Four months into his new job as the chief executive officer of Coty Inc., Camillo Pane has developed a five-year plan centered around creating sustainable growth.
“Fiscal 2017 is just year one of this strategy,” Pane said. “It’s a transitional year, and clearly this implies certain types of performance,” he added. On the company’s earnings call for the quarter ended Dec. 31, 2016, on Thursday, he noted he was “not satisfied with the underlying performance of several parts of the business.”
Coty, which has grown in size through acquisitions, has struggled to post category gains recently. In Coty’s quarter ended Sept. 30, 2016, both color cosmetics and fragrances were down 10 percent, respectively, and skin and body care sales dipped 7 percent (before the P&G deal closed). For the second fiscal quarter net income decreased 47 percent to $46.8 million. Coty posted $2.29 billion in net revenues for the quarter, down 7 percent on a combined company basis. Diluted earnings per share were 30 cents, down 32 percent. Coty shares dipped about 7 percent in mid-day trading, to $18.50.
One of Pane’s plans for the new, larger Coty is to revamp the culture, which he envisions going through a transformation, he said. “The new culture in my opinion is, and will be a recipe for success,” he said. “I’m talking about people feeling absolutely that their name is on the badge and that they really own the P&L…like it was their own business.”
You May Also Like
That culture also includes a healthy dose of ambition, he said, which is especially important in a market that is “being distracted” by “more niche brands [that] can bring innovation to the market in a few months.”
“We should do this as well,” Pane said. “I’ve introduced ‘act like a start-up’ in my cultural values…agility, the flexibility is absolutely vital to be able to win in the future in this market…we are reworking our innovation process,” he said, to shorten the time it takes to bring new products to market.
“When we built a new culture, we involved employees — this is not something that comes from the top without any involvement from the people who need to embrace the new culture,” Pane said. “The interesting piece is all the elements we ended up having…are exactly where the people told us they wanted to go.”
Pane outlined a four-pillar strategy that he believes should lead to growth: strengthen global brands; shift resources to fuel growth in growing the brands with higher potential; stabilize remaining brands, and continue to expand the geographic reach of the brand portfolio. Pane’s goals were unveiled at the same time as Coty’s second-quarter earnings, which are bumped up by sales from the acquisition of 41 beauty brands from Procter & Gamble, but otherwise down in all divisions except for Professional Beauty. The company noted more inventory than expected at the brands taken over from P&G.
The Luxury Division, which houses prestige fragrances and skin care, posted $835 million in sales, a 7 percent dip in combined company year-over-year figures, but up 52 percent otherwise.
Consumer Beauty, which is made up of retail hair coloring and nail, as well as Cover Girl and other makeup brands, posted $1 billion in net sales, down 13 percent on a combined-company, year-over-year basis, but up 68 percent in actual sales. when counting the new brands.

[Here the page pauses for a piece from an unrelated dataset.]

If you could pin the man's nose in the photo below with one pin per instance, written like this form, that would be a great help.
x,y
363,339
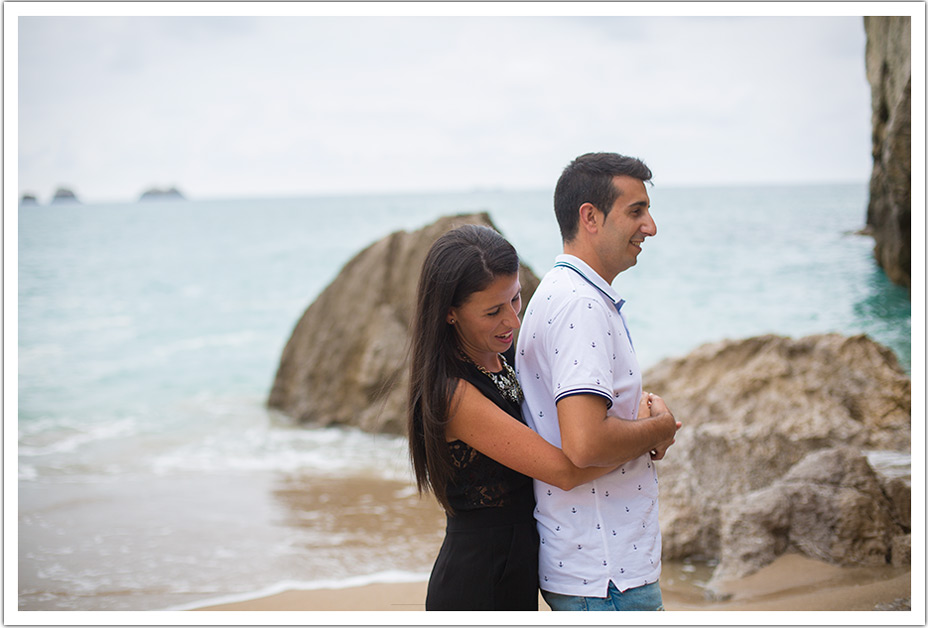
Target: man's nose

Pane said that part of the company’s plan is to relaunch Cover Girl and Max Factor.
“Cover Girl has still the best equity in the U.S.…in mass color cosmetics, but if you think about the brand, the targeting has been quite unclear,” Pane said. “We could do a stronger job in visual identity, launching innovation.” For Max Factor, which will be relaunched in existing markets, the plan involves a return to its makeup artistry roots — “We need to make sure we own this positioning,” Pane said.
The professional division, which contains Wella, OPI and other brands, was up 11 percent in combined company year-over-year figures with $460 million in revenues, and up more than 100 percent in actual sales. For OPI, Pane said the business will focus heavily on the business-to-business experience. “Finally, we have put OPI under the responsibility of a team that understands the professional channel,” Pane said. “Manicurists and pedicurists are our key priority as we go to market.”
Coty shifted its reporting to those three divisions — Luxury, Consumer and Professional after the close of the P&G deal, which added 41 new brands to the Coty beauty offering. The company said it paid $11.6 billion — up from a previously disclosed $11.4 billion, and down from the original $12.5 billion for the acquisition. That figure includes $1.9 billion in assumed debt. The business expects $750 million in synergies from the transaction by 2020.
Pane confirmed that the business plans to seek alternatives for 6-8 percent of the portfolio from a revenue percentage, including divestitures, but declined to elaborate on the timeline for those moves. “We have now made progress to identify non-core portfolio brands,” Pane said. We are assessing the alternatives.”
“While near-term integration distractions and resulting weak trends are disconcerting, we still see compelling mid to long-term growth acceleration, margin enhancement and ongoing beauty M&A platform emerging at a reasonable valuation relative to long-term potential,” wrote Deutsche Bank analyst Bill Schmitz in a research note.